APRIL 23 — If someone had told me I would go to war with a church over Easter weekend, I would have laughed.
It all started Friday morning when I went to the hospital again and had a rather good morning.
For once the traffic was super smooth.
Before an hour was up I had already paid my consultation fee (it usually takes two to three hours of waiting sometimes) and within two hours I got to see a surgeon who told me my most recent X-rays were fine.
All I needed to do was get an all-clear from anaesthesiology and my surgery would be booked for May.
I passed that hurdle, got a nice, pleasant session with a cheery physiotherapy doctor who also wished me the best of luck with my surgery.
It seemed like an honest-to-God miracle to be home from the hospital before noon and so I decided to order takeout.
You see, I had woken up at 6am to get to the hospital and had no time to have a proper meal with all that waiting.
Not an hour later I walked out my door to see not one, but two cars blocking my gate.
My hapless delivery rider was unable to go around either car and was forced to camp outside a neighbour’s house and I had to open my gate and also navigate around the cars who had decided my porch was a free parking spot.
I knew who was parked there — parishioners at the nearby church because, unfortunately for me, it was Good Friday.

Reader, I was livid.
It was hard to get past both of those cars; there was just a tiny opening right next to the drain.
Being physically compromised with my weakened legs from chemo as well as not having eaten, I could have fallen and hurt myself.
Then I would have to lie there in the dirt waiting for an ambulance that would also be blocked by the same two damn cars.
After thanking my rider, I set my food down on a table and marched right outside.
I’m not proud of what I did.
I don’t know where I found the energy.
Somehow, I was angry enough to drag a 1.3-metre-tall heavy wooden planter, a dustbin and three flowerpots and two of my ‘No Parking’ cones that I had to prevent people blocking my gate (though obviously they didn’t work) to the front where I decided to arrange them in various calculated-to-inconvenience positions.
Maybe, I reasoned, they could read the traffic cones better if I planted both of them on their car hoods.
My piecé de resistance was the sign I printed on my gate on A4 paper that stated: ““What would Jesus do?
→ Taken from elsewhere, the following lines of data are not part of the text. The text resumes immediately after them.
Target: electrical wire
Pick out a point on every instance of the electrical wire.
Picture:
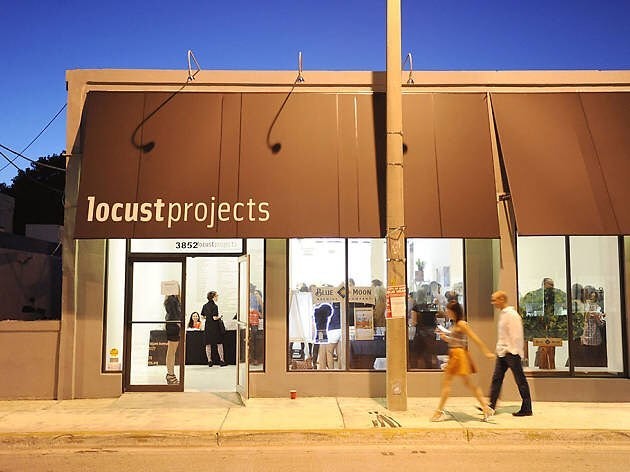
(37, 163)
(38, 135)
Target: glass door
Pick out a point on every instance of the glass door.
(154, 327)
(242, 330)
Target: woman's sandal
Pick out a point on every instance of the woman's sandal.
(487, 414)
(439, 415)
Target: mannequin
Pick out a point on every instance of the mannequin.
(173, 308)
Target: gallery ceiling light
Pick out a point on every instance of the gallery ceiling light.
(300, 77)
(409, 59)
(191, 75)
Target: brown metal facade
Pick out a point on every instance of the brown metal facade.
(566, 155)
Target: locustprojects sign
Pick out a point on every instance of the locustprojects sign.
(205, 166)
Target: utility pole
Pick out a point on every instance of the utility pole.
(396, 270)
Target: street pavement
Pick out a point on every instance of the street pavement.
(174, 419)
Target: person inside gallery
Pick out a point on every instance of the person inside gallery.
(173, 308)
(195, 321)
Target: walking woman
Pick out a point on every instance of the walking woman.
(214, 330)
(459, 362)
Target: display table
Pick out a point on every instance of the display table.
(196, 348)
(363, 353)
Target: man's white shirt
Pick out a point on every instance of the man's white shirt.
(510, 337)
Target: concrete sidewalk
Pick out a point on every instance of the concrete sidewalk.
(173, 419)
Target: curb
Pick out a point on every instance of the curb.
(399, 436)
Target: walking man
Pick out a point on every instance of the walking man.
(509, 353)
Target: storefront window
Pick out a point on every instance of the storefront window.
(435, 276)
(366, 296)
(317, 274)
(256, 251)
(596, 304)
(590, 341)
(115, 303)
(542, 297)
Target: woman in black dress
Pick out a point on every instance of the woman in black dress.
(214, 330)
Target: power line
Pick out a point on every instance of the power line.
(37, 163)
(48, 187)
(36, 137)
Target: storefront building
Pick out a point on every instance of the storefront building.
(272, 193)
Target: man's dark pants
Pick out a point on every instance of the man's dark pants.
(512, 362)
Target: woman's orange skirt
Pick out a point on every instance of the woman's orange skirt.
(459, 362)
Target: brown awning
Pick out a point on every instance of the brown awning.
(231, 165)
(449, 177)
(608, 117)
(566, 155)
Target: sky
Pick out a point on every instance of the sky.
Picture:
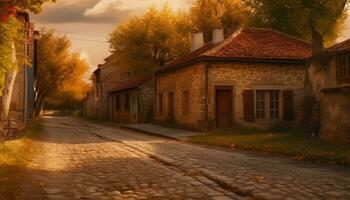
(89, 22)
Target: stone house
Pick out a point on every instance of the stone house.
(111, 80)
(330, 73)
(22, 101)
(132, 101)
(253, 77)
(106, 77)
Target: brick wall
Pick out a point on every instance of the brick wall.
(245, 76)
(240, 76)
(190, 79)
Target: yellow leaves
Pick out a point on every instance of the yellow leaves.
(260, 178)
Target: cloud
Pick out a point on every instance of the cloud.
(104, 6)
(66, 11)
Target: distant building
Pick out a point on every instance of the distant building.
(254, 77)
(132, 101)
(330, 74)
(112, 81)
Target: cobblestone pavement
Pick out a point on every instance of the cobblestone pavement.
(70, 162)
(247, 175)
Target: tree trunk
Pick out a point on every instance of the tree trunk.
(8, 89)
(311, 121)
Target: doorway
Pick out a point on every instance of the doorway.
(224, 107)
(171, 107)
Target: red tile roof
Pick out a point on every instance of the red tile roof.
(249, 45)
(340, 47)
(132, 83)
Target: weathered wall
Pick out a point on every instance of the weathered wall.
(335, 120)
(17, 100)
(259, 76)
(123, 114)
(146, 102)
(190, 79)
(240, 76)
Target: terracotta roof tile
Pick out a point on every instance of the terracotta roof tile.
(340, 47)
(132, 83)
(249, 44)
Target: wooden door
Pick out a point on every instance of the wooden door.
(171, 106)
(224, 108)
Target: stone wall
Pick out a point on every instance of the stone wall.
(258, 76)
(335, 116)
(123, 114)
(17, 100)
(190, 79)
(240, 76)
(146, 102)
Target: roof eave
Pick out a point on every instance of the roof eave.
(228, 59)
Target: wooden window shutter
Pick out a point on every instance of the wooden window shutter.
(288, 114)
(248, 104)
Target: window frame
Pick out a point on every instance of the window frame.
(268, 105)
(260, 113)
(161, 103)
(127, 101)
(117, 102)
(185, 100)
(274, 104)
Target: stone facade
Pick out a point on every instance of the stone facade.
(107, 76)
(334, 98)
(335, 112)
(239, 76)
(134, 105)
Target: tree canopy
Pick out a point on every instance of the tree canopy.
(207, 15)
(313, 20)
(152, 39)
(59, 72)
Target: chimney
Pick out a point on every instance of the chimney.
(218, 36)
(197, 41)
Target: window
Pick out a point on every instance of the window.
(117, 102)
(260, 105)
(267, 104)
(343, 68)
(274, 104)
(97, 90)
(127, 102)
(185, 102)
(160, 104)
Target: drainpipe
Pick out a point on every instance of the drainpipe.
(206, 92)
(155, 97)
(25, 88)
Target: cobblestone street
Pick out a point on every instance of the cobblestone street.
(79, 160)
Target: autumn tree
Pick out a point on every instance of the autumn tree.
(317, 21)
(148, 41)
(11, 45)
(207, 15)
(59, 72)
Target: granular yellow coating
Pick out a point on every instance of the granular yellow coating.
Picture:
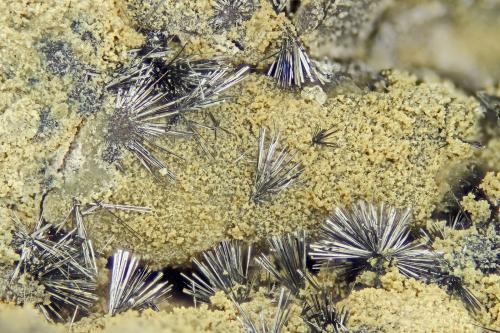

Not block a cancer patient’s gate! If an ambulance comes you can fly here to move your car, ah?”
Then because I was very tired, I lay down, ate my food but was still somehow very angry.
It was probably a combination of my prescription steroids and sheer rage.
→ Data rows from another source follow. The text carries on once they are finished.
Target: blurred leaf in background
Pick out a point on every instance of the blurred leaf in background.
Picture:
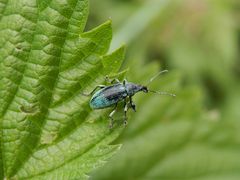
(196, 135)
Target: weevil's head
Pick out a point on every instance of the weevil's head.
(144, 89)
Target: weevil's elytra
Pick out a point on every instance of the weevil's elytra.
(109, 96)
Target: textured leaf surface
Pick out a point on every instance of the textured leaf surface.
(47, 128)
(174, 139)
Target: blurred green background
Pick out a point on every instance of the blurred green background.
(197, 134)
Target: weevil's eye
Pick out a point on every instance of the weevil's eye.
(145, 89)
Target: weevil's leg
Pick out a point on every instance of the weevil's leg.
(113, 81)
(124, 82)
(91, 93)
(133, 106)
(125, 112)
(111, 117)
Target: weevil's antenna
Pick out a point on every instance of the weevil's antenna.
(162, 93)
(154, 77)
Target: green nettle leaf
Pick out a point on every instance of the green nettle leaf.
(174, 138)
(47, 129)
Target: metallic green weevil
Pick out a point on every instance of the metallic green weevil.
(110, 96)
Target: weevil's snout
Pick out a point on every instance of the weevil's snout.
(145, 89)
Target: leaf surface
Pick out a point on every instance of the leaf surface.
(47, 129)
(174, 138)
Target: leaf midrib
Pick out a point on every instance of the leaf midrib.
(57, 77)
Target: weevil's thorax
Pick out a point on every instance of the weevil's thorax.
(132, 88)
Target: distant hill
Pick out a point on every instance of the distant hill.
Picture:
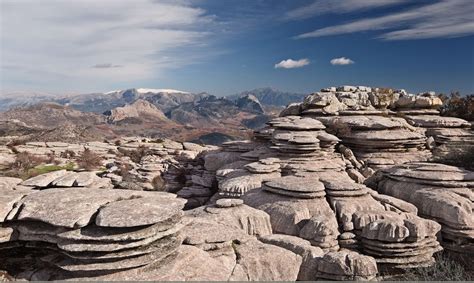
(271, 97)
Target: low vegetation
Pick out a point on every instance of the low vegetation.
(89, 160)
(457, 105)
(445, 269)
(27, 165)
(137, 154)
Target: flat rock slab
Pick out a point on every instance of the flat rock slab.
(75, 208)
(97, 246)
(96, 233)
(139, 212)
(120, 263)
(296, 123)
(6, 234)
(156, 246)
(225, 203)
(434, 121)
(347, 263)
(432, 172)
(44, 180)
(296, 184)
(302, 195)
(8, 183)
(8, 199)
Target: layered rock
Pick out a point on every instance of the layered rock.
(85, 232)
(372, 123)
(440, 192)
(450, 135)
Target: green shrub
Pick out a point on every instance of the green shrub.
(457, 105)
(445, 269)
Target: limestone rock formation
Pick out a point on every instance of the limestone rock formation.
(86, 232)
(440, 192)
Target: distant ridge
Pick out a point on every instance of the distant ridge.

I know, I know, I was petty and dramatic.
That wasn’t even the end — I emailed the church and to their credit they said they would “speak with the parish priest to find a solution” while also trying to explain that the church parking lot was under renovation so no one could park there.
Politely I replied that, well, parishioners shouldn’t make it my problem.
I know people would say I should have handled it with more grace or as Malaysians say “kasi can (give them a chance)”.
No matter how Karen-like I sound, I still don’t understand the selfishness that goes into parking in front of someone’s home entrance without even leaving a business card or phone number behind.
I dreaded the coming Easter Sunday because it meant, yes, the likelihood of someone again blocking my gate.
Fortunately only one car parked outside my house, right outside the makeshift boundary I had constructed, planter, sign, parking cone and all and most importantly not obstructing the gate.
Speaking of Easter, it was also when the long-ailing Pope Francis finally made his return to the Lord the day after.
Like many people, of all faiths (or non-professing), I mourned his passing, the loss of a servant of God with an enduring, unshakeable compassion.
Even on his last day on Earth he still found the energy to call for a ceasefire and peace in Palestine.
Even during his last week he found time to visit inmates of a prison on Holy Thursday.
Meanwhile here I am almost crying while struggling to put on my new compression bra for my post-surgery recovery, because my fingers are weak and feeble, the zip keeps coming apart and my fragile mind was struggling trying to figure out how it worked.
Life really likes to keep humbling me, I think, to almost be defeated by, of all things, a bra.
Maybe if I live as long as the Pope I’ll learn to save my anger and conviction for worthier things than inconsiderate churchgoers and find it in this much smaller heart to have a bit more compassion.
Right now, though, as cancer and Pope Francis both remind me — none of us are guaranteed even one more breath of life.
So this Easter season I will remember that life is a blessing, even when it is laced with pain and uncertainty and the only way, thorny or not, is forward.
Even if people are really bad at parking.
* This is the personal opinion of the columnist.